Ken Adams has been the Pastor of Crossroads Church near Newnan for over twenty years. He and his wife Val and their three children live in Sharpsburg. Newnan and Sharpsburg are cities in Coweta County, Georgia which is about an hour south of Atlanta on Interstate 85.

Forrest Wayne Schultz is the head of the Coweta Writers Group, the author of the Coweta Arts Tidbits news releasescovering the burgeoning Coweta scene, and the compiler of the Report on Coweta Authors of Recently Published Books. He resides in Grantville, a city in the extreme south of Coweta County. He has degrees in engineering and theology.


  • At Monday, February 09, 2009, Anonymous Brian Mericle said…

    I like you review and I look into getting the book as I think this discipleship is a major problem in contemporary churches. What is the publisher's church affiliation Forrest and are there other books that you recommend for elders and discipleship?

  • At Monday, February 09, 2009, Blogger Forrest Schultz said…

    As I said at the outset of the review, the subject of the book is the MAKING of disciples, not the qualities a person has after he becomes disciple -- there are plenty of books on these qualities but almost no books on how they are developed, i.e. on how disciples are made.

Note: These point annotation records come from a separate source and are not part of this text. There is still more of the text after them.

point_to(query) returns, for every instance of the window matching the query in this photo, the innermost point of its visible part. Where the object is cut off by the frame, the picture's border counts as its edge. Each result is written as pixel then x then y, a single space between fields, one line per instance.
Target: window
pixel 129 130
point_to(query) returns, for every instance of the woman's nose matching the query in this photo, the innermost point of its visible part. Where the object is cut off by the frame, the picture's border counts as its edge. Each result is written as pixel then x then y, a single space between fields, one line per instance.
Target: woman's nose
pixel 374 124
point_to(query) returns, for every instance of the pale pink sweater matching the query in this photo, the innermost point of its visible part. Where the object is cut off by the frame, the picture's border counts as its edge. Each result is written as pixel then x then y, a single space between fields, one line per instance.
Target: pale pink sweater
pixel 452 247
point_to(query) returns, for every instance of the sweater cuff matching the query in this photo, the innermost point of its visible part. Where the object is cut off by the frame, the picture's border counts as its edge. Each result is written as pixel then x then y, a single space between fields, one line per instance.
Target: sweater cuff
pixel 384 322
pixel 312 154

    In re elders it may surprise you to learn that the clearest statement of what an elder really is that I know of was made by the famous historian Gibbon in his Rise and Fall of the Roman Empire classic in the discussion of the five qualities the early church had which caused them to triumph. One of these qualities was that the churches then were led by (spiritually and theologically) mature men. The term elder referred to what they WERE. The term bishop referred to what they DID , namely had oversight. Very simple -- the church was ruled by its mature men.The elders and the bishops were the same people -- elder meant what they were and bishop meant wha they did. Now this is so obvious -- the church obviously should be led by its mature men. Afterward all kinds of confusion was introduced which ended up making a distinction between the two terms. You see, just as the later church departed from the true meaning of orthodoxy and canon, it also departed from the true meaning of elder and bishop.

    The Jawbone Publishing Co, is owned by a Christian woman named Swanee Ballman. I did not know her until she moved to Coweta County a little over a year ago. I do not know what church she attends.